Ülkemizde pek çok kişi, bir hukuki sorunla karşılaştıktan sonra belli bir süre geçtikten sonra veya sorunun ciddiyeti daha da arttıktan sonra bir avukata başvurmaktadır. Ancak bu durum çok yanlış bir davranış olup, hukuki sorunla daha karşılaşmadan önce bir takım önlemlerin alınması, daha da önemlisi o hukuki sorunla hiç karşılaşmama imkanının sağlanması, önleyici koruyucu avukatlık ile sağlanabilecektir.
Hukuki sorunların aslında avukata iletildiği zamana kadar kişiler pek çok yanlış işlemlerde bulunabilmekte, aslında çok basit bir şekilde çözülebilecek sorunları çok daha ciddi hallere geldikten sonra avukatın yardımına başvurabilmektedirler. Bu nedenle bu şekilde yanlış bir çok işlemden sonra yapılabilecek hukuki yardım da sorunun çözümünü zorlaştırabilmektedir.
Bunun için öncelikle avukatlığın ve önleyici koruyucu avukatlığın ne olduğunu örneklerle açıklamaya çalışacağız.
Avukat, uyuşmazlıkların doğumundan başlayarak, mahkeme aşaması ve hakkın teslimine kadar olan süreçte kişileri temsil eden, aynı zamanda hukuki konularda danışmanlık veren, bir hukuk diplomasına ve avukatlık ruhsatına sahip meslek sahibi kişilerdir.
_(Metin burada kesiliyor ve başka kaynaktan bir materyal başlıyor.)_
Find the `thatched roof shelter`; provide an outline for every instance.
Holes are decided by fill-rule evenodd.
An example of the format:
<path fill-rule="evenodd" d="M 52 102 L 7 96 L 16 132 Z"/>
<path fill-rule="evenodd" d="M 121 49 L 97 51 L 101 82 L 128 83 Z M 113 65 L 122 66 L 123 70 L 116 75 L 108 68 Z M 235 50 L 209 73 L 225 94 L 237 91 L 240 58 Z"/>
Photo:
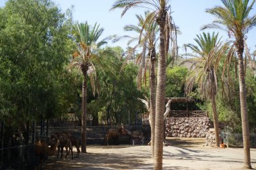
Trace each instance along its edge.
<path fill-rule="evenodd" d="M 167 102 L 170 100 L 171 103 L 192 103 L 195 100 L 189 97 L 166 97 L 165 101 Z"/>

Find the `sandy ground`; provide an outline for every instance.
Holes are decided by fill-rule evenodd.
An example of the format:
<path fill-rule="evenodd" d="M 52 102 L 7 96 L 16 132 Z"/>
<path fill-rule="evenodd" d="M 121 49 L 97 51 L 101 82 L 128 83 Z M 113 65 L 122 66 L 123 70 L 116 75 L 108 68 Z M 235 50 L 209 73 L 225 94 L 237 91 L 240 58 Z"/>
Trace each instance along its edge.
<path fill-rule="evenodd" d="M 203 146 L 204 139 L 168 139 L 164 146 L 163 169 L 243 169 L 243 149 Z M 74 148 L 76 151 L 75 148 Z M 251 165 L 256 167 L 256 149 L 251 150 Z M 79 158 L 51 157 L 44 169 L 153 169 L 150 146 L 88 145 Z M 74 153 L 75 154 L 75 153 Z"/>

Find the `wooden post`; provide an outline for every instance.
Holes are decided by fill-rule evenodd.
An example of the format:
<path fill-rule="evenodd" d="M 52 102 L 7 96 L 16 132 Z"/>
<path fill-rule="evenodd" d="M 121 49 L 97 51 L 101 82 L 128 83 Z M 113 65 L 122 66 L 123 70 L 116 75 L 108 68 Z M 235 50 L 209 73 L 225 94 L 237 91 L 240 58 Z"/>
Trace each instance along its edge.
<path fill-rule="evenodd" d="M 32 124 L 32 143 L 34 144 L 36 140 L 36 121 L 33 121 Z"/>
<path fill-rule="evenodd" d="M 1 121 L 1 148 L 3 148 L 5 122 Z"/>
<path fill-rule="evenodd" d="M 27 121 L 27 135 L 26 136 L 26 144 L 28 144 L 30 140 L 30 121 Z"/>
<path fill-rule="evenodd" d="M 129 124 L 129 126 L 130 126 L 130 110 L 128 110 L 128 124 Z M 136 122 L 136 125 L 137 125 L 137 122 Z"/>
<path fill-rule="evenodd" d="M 189 105 L 187 104 L 188 101 L 187 100 L 187 118 L 189 118 Z"/>
<path fill-rule="evenodd" d="M 42 136 L 42 126 L 43 126 L 43 125 L 42 125 L 42 122 L 43 122 L 43 120 L 42 120 L 42 118 L 41 119 L 41 122 L 40 122 L 40 136 Z"/>
<path fill-rule="evenodd" d="M 46 136 L 49 135 L 49 120 L 47 119 L 46 120 Z"/>

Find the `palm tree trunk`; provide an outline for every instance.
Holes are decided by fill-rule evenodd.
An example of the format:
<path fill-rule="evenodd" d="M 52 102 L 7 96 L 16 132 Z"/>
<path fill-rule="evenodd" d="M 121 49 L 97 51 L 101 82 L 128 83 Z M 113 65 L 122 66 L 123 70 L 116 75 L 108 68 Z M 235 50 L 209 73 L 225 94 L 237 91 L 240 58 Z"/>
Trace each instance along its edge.
<path fill-rule="evenodd" d="M 82 85 L 82 152 L 86 153 L 86 102 L 87 102 L 87 77 L 84 75 Z"/>
<path fill-rule="evenodd" d="M 166 11 L 160 10 L 157 18 L 160 26 L 160 50 L 158 58 L 158 71 L 157 77 L 156 97 L 156 124 L 154 138 L 154 169 L 162 169 L 162 153 L 164 142 L 164 113 L 165 104 L 165 83 L 166 59 L 165 53 L 165 18 Z"/>
<path fill-rule="evenodd" d="M 212 97 L 212 108 L 214 112 L 214 131 L 215 131 L 215 146 L 216 147 L 220 146 L 220 131 L 219 131 L 219 125 L 218 120 L 218 113 L 216 108 L 216 96 L 213 95 Z"/>
<path fill-rule="evenodd" d="M 244 65 L 243 61 L 243 48 L 238 48 L 237 54 L 238 56 L 238 79 L 240 91 L 240 106 L 241 110 L 243 141 L 245 149 L 245 167 L 251 169 L 250 156 L 250 132 L 249 128 L 247 92 L 245 88 L 245 79 Z"/>
<path fill-rule="evenodd" d="M 156 52 L 152 50 L 151 52 L 150 65 L 150 125 L 151 125 L 151 150 L 152 158 L 154 155 L 154 136 L 155 136 L 155 122 L 156 122 Z"/>

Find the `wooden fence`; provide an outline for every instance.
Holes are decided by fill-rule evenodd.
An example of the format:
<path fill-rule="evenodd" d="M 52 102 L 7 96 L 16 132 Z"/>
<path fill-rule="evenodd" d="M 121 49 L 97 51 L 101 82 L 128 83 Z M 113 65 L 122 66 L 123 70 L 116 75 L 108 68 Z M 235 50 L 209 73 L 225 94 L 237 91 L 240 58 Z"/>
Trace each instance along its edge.
<path fill-rule="evenodd" d="M 208 117 L 207 110 L 171 110 L 168 118 L 203 118 Z"/>

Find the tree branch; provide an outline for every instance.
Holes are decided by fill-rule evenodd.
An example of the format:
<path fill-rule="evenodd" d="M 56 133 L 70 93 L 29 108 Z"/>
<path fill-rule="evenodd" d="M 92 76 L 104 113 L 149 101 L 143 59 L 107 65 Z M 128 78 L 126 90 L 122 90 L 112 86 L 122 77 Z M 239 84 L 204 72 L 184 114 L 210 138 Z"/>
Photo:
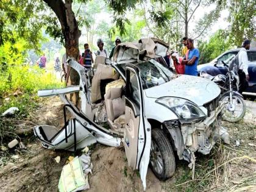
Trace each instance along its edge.
<path fill-rule="evenodd" d="M 188 2 L 188 7 L 190 7 L 190 4 L 191 4 L 192 1 L 193 1 L 193 0 L 191 0 L 191 1 Z"/>
<path fill-rule="evenodd" d="M 54 11 L 64 31 L 65 26 L 67 26 L 65 4 L 62 0 L 43 0 Z"/>
<path fill-rule="evenodd" d="M 185 19 L 184 16 L 182 15 L 182 13 L 180 12 L 180 11 L 176 8 L 176 11 L 177 12 L 178 12 L 178 13 L 180 15 L 180 16 L 182 18 L 182 19 L 184 20 L 184 21 L 185 21 L 186 20 Z"/>
<path fill-rule="evenodd" d="M 208 26 L 206 26 L 204 27 L 204 30 L 202 30 L 202 32 L 200 33 L 200 34 L 198 36 L 197 36 L 196 37 L 194 38 L 194 40 L 197 39 L 198 37 L 199 37 L 200 36 L 201 36 L 202 34 L 203 34 L 203 32 L 206 29 L 207 29 L 208 27 Z"/>
<path fill-rule="evenodd" d="M 192 18 L 192 16 L 194 15 L 194 12 L 197 9 L 198 7 L 200 6 L 200 4 L 201 3 L 201 1 L 200 0 L 199 2 L 198 3 L 196 7 L 196 8 L 194 9 L 193 12 L 192 12 L 192 14 L 190 15 L 190 18 L 188 20 L 188 23 L 190 21 L 190 19 Z"/>
<path fill-rule="evenodd" d="M 143 5 L 143 7 L 142 6 L 142 4 L 141 4 L 140 5 L 141 6 L 141 9 L 143 9 L 143 16 L 144 16 L 144 19 L 145 20 L 145 22 L 146 22 L 146 24 L 147 25 L 148 28 L 149 28 L 149 30 L 150 30 L 151 32 L 152 32 L 153 34 L 154 35 L 155 35 L 155 37 L 159 38 L 157 35 L 155 34 L 155 32 L 151 29 L 151 28 L 149 27 L 149 24 L 148 23 L 148 20 L 146 17 L 146 9 L 145 7 Z"/>

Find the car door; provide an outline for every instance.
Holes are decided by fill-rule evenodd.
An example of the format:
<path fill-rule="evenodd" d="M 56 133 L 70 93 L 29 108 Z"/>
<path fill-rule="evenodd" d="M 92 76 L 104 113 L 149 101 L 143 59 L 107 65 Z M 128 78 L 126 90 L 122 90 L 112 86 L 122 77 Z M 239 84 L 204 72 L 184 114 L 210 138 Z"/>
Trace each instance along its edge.
<path fill-rule="evenodd" d="M 227 64 L 229 64 L 231 60 L 237 55 L 238 52 L 238 51 L 229 52 L 224 54 L 222 56 L 218 59 L 215 66 L 219 69 L 219 71 L 221 71 L 222 74 L 226 75 L 227 73 L 227 71 L 224 66 L 222 61 L 226 62 Z"/>
<path fill-rule="evenodd" d="M 139 169 L 144 189 L 149 162 L 151 127 L 145 118 L 141 81 L 139 71 L 132 65 L 126 67 L 126 127 L 124 149 L 128 165 Z"/>

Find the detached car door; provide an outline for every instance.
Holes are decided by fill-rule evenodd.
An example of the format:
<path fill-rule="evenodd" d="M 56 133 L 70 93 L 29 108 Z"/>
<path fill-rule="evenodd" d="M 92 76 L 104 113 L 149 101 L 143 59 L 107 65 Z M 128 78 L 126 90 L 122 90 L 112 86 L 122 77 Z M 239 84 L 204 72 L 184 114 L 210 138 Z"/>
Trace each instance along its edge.
<path fill-rule="evenodd" d="M 132 65 L 126 67 L 126 127 L 124 148 L 128 165 L 139 169 L 144 190 L 149 162 L 151 127 L 144 116 L 141 81 L 138 69 Z"/>

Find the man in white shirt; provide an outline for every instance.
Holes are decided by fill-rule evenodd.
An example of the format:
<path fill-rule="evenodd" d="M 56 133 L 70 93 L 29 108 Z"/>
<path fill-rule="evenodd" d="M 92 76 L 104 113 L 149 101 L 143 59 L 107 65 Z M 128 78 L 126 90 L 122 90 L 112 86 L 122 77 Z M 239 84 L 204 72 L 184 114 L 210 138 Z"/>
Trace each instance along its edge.
<path fill-rule="evenodd" d="M 240 93 L 242 93 L 248 87 L 249 77 L 248 74 L 248 57 L 246 50 L 250 49 L 250 40 L 244 40 L 243 43 L 242 48 L 238 52 L 238 75 L 240 81 L 239 92 Z"/>
<path fill-rule="evenodd" d="M 108 57 L 107 51 L 103 49 L 103 46 L 104 46 L 104 43 L 101 38 L 99 38 L 97 40 L 97 45 L 99 47 L 99 50 L 97 51 L 96 55 L 101 55 L 105 57 Z"/>

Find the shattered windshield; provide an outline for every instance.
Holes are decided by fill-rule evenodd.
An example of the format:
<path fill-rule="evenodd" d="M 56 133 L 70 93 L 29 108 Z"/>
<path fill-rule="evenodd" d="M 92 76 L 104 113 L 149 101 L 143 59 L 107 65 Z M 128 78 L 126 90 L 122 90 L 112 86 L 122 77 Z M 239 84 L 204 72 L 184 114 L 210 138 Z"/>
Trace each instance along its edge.
<path fill-rule="evenodd" d="M 143 89 L 157 86 L 175 77 L 175 74 L 157 62 L 149 62 L 137 65 L 140 69 Z"/>

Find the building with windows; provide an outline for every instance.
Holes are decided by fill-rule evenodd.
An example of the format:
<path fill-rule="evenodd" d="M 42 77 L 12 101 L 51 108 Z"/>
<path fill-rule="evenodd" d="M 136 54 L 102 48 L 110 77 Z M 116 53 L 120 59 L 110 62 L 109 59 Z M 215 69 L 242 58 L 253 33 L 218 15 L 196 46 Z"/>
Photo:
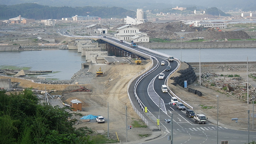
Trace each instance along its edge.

Önleyici/koruyucu avukatlıkta ise, uyuşmazlığın doğumunda veya doğmadan önceki süreç için kullanılır. Bu süreçte genellikle kişiler eşine, dostuna, akrabasına veya bilgisine güvendiği kişilere danışarak hareket etmekteyse de, bu husus aslında ileride doğabilecek sorunları en baştan itibaren ortaya çıkarmaya sebep olabilmektedir. Zira, danışılan kişinin hukuki bilgisi hiç bir zaman bir avukat kadar olamaz. Kişi, hukuk mezunu olsa dahi, hiç avukatlık mesleğini icra etmemişse yine bir avukat kadar etkili yolları bilemeyebilecektir. Böyle bir durumda alınan bilgilerle, karşılaşabilecek hukuki sorunların nasıl olduğu tahmin edilemeyeceğinden, yanlış iş ve işlemlerde bulunulması mümkündür.
Bu hususu birkaç örnekle açıklamak gerekirse:
-Yetki itirazı konusu: Hakkınızda ceza veya hukuk davası açılmış, ancak olması gereken mahkemede değil de, aslında sizin için takip etmesi çok zor bir şehirde dava açılmışsa, yetkiye itiraz edilmesi gerekmekte olup, bu itiraz kesin bir süreye bağlıdır. Bu süre geçtikten sonra itiraz edilmediğinde, mecburi olarak davanın açıldığı mahkemede davayı takip etmeniz gerekebilecektir. Bu durum da, gereksiz masraflara yol açacaktır.
-Sözleşme hazırlanması: Bir sözleşme yapmak için karşılıklı bir araya gelmekle birlikte, sözleşme metninde aslına olması çok önemli hususları atlamanız halinde, bu sözleşmenin icrasında ciddi sıkıntılar çekilebilmektedir. Bu nedenle sözleşmeyi avukatınızla birlikte hazırladığınızda, karşılaşabileceğiniz icra takibi, davalardan aslında en başta kurtulmuş olabilirsiniz.
Bu konuda en benzer örnek, sağlık konusundan da bildiğimiz erken tanıdır. Tüm doktorların da belirttiği üzere bir hastalığın ilk belirtileri görüldüğü andan itibaren erken tanının hayati sonuçları olmaktadır. Zira, hastalık ilerledikten sonra müdahale imkanı zorlaşmaktadır. Hukukta da tamamen aynı şekilde, bir uyuşmazlık belli aşamalara geldikten sonra müdahale etme imkanı bulunmayabilmektedir.
Sonuç olarak, tıpkı sağlık konusunda olduğu gibi erken tanı koyabilmek ve etkili müdahale edebilmek için, hukuki sorunla karşılaşmadan veya karşılaştıktan hemen sonra bir avukata danışılması önleyici ve koruyucu olmak adına ciddi fayda sağlayacaktır.